「働くこと」の意味が変わる

2つめの「ワーキッシュアクト」というのは、娯楽や趣味・コミュニティ参加のような本業の労働・仕事以外で、「誰かの困りごとや助けてほしいという需要に応えている」活動を指す。私たちは調査、研究を進めるなかで、本業以外で普段しているさまざまな活動が、楽しく豊かに持続的に提供され、じつは労働供給をしているという事実に注目した。

このようなワーキッシュアクトが「結果として誰かの労働需要を満たしている」性質があることは、自分のために楽しみながらでも担い手になれる潜在性を示唆し、未来の社会が豊かで持続的な社会となるための重要なパーツとなるだろう。

シニアも担い手としての役割を期待されるが、それは100歳まで現役のようにフルタイムで働くべしといった精神論的なものではなく、小さな活動で無理なく提供されていくことが期待される。
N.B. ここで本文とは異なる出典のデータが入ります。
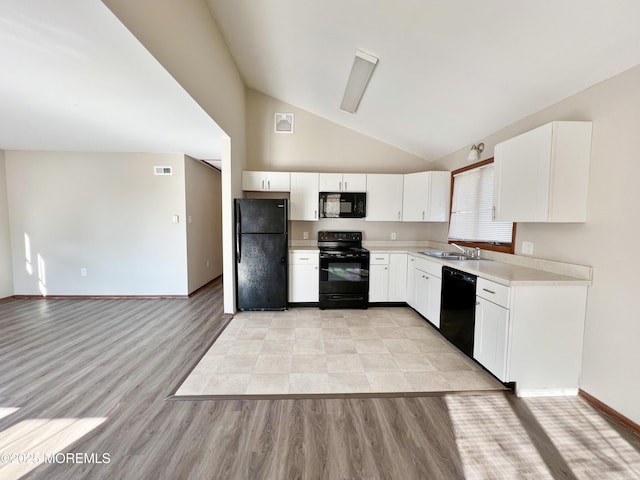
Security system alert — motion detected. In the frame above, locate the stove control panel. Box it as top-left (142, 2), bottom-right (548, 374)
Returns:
top-left (318, 230), bottom-right (362, 242)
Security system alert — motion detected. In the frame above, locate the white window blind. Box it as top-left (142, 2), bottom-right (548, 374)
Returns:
top-left (449, 164), bottom-right (513, 243)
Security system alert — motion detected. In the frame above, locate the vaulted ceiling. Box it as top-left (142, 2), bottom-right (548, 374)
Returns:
top-left (0, 0), bottom-right (640, 164)
top-left (208, 0), bottom-right (640, 159)
top-left (0, 0), bottom-right (224, 160)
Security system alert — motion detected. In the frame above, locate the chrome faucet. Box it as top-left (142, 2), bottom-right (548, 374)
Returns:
top-left (451, 243), bottom-right (469, 255)
top-left (451, 243), bottom-right (480, 258)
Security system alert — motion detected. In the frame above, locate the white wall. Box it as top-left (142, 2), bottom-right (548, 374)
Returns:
top-left (185, 157), bottom-right (222, 293)
top-left (0, 150), bottom-right (13, 299)
top-left (431, 66), bottom-right (640, 423)
top-left (5, 151), bottom-right (188, 295)
top-left (103, 0), bottom-right (246, 313)
top-left (103, 0), bottom-right (246, 313)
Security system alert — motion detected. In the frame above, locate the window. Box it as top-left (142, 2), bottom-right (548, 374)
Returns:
top-left (449, 159), bottom-right (515, 253)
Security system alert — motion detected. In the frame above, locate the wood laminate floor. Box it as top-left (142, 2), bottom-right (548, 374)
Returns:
top-left (0, 281), bottom-right (640, 480)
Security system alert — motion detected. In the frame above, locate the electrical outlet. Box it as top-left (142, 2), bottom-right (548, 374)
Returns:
top-left (522, 242), bottom-right (533, 255)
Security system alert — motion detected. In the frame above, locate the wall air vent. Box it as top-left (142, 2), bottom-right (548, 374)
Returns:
top-left (153, 167), bottom-right (173, 175)
top-left (273, 113), bottom-right (293, 133)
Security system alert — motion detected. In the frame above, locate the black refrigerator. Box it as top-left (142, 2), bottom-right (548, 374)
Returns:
top-left (234, 198), bottom-right (289, 310)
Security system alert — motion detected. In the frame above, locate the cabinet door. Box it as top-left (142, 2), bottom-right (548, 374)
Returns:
top-left (289, 264), bottom-right (320, 303)
top-left (264, 172), bottom-right (291, 192)
top-left (342, 173), bottom-right (367, 192)
top-left (493, 124), bottom-right (552, 222)
top-left (425, 274), bottom-right (442, 328)
top-left (425, 172), bottom-right (451, 222)
top-left (369, 265), bottom-right (389, 302)
top-left (413, 268), bottom-right (429, 318)
top-left (389, 253), bottom-right (407, 302)
top-left (319, 173), bottom-right (342, 192)
top-left (402, 172), bottom-right (429, 222)
top-left (289, 172), bottom-right (318, 221)
top-left (473, 297), bottom-right (509, 382)
top-left (242, 171), bottom-right (265, 191)
top-left (407, 255), bottom-right (418, 310)
top-left (365, 174), bottom-right (404, 222)
top-left (242, 171), bottom-right (290, 192)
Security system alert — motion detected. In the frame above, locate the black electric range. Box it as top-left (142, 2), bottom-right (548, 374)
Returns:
top-left (318, 231), bottom-right (369, 309)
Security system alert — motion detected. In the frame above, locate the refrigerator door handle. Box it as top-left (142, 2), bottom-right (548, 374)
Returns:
top-left (236, 203), bottom-right (242, 263)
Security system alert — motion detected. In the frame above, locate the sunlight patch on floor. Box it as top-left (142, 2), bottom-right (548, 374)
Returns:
top-left (525, 397), bottom-right (640, 479)
top-left (445, 395), bottom-right (553, 480)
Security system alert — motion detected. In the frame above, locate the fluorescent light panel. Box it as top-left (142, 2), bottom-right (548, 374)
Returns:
top-left (340, 50), bottom-right (378, 113)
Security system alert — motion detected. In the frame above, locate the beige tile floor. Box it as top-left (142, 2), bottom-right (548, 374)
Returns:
top-left (176, 307), bottom-right (503, 396)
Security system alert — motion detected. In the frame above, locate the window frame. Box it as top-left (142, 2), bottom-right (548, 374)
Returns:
top-left (447, 157), bottom-right (516, 253)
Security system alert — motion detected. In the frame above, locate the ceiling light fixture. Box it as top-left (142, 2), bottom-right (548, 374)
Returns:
top-left (467, 143), bottom-right (484, 162)
top-left (340, 50), bottom-right (378, 113)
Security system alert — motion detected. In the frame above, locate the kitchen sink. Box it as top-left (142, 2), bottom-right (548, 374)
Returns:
top-left (420, 250), bottom-right (485, 260)
top-left (420, 250), bottom-right (471, 260)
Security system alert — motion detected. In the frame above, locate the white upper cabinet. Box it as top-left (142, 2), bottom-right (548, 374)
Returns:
top-left (402, 172), bottom-right (451, 222)
top-left (365, 174), bottom-right (404, 222)
top-left (493, 122), bottom-right (592, 222)
top-left (242, 171), bottom-right (290, 192)
top-left (320, 173), bottom-right (367, 192)
top-left (289, 172), bottom-right (319, 221)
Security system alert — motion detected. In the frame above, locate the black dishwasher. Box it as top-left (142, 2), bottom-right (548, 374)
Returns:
top-left (440, 267), bottom-right (477, 358)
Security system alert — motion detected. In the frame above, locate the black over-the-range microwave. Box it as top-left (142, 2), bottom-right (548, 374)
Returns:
top-left (320, 192), bottom-right (367, 218)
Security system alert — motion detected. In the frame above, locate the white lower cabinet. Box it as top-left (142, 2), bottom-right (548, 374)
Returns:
top-left (289, 250), bottom-right (320, 303)
top-left (369, 251), bottom-right (407, 303)
top-left (407, 255), bottom-right (442, 327)
top-left (473, 297), bottom-right (509, 382)
top-left (473, 278), bottom-right (587, 396)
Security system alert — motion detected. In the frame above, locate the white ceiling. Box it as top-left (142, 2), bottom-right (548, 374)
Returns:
top-left (0, 0), bottom-right (225, 160)
top-left (207, 0), bottom-right (640, 159)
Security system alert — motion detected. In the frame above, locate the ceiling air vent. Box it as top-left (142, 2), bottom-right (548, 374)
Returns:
top-left (153, 167), bottom-right (172, 175)
top-left (273, 113), bottom-right (293, 133)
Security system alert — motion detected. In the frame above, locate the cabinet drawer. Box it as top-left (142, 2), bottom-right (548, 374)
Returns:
top-left (369, 252), bottom-right (389, 265)
top-left (476, 277), bottom-right (510, 308)
top-left (289, 251), bottom-right (320, 265)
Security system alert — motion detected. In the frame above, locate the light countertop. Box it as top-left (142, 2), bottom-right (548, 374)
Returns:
top-left (369, 247), bottom-right (591, 286)
top-left (289, 245), bottom-right (591, 286)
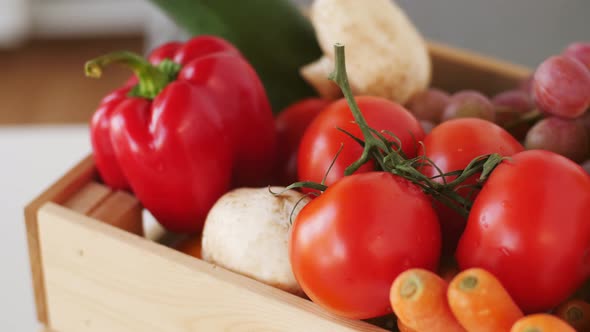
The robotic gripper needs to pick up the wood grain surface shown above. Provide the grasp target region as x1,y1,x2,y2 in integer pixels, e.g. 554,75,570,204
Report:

さらには、労働需要を削減するという観点で業務のムダ縮減の根本的な議論も必要になる。

古屋星斗+リクルートワークス研究所『「働き手不足1100万人」の衝撃』(プレジデント社)
古屋星斗+リクルートワークス研究所『「働き手不足1100万人」の衝撃』(プレジデント社)

当然、提案する4つの解決策に限らない発想も存在するだろう。そのなかで4つの打ち手を提示したのは、これらの打ち手がすでに芽が出ているものだからだ。実践している企業、個人、地域がすでにある。課題の所在と打ち手が明確になっている。今、打てる手として、労働供給制約への解決策はこの4つの打ち手からはじめていこうという提案なのだ。

こうした活動が広がったあとに起こるのは、「労働」や「仕事」が今のイメージから大きく変容することだ。楽しく担い手になれ、社会の役に立てるのであれば、現在必ずしも楽しく満足がいくものとは言えないかもしれない「働くこと」も、また豊かな意味を持つことができる可能性は十分にある。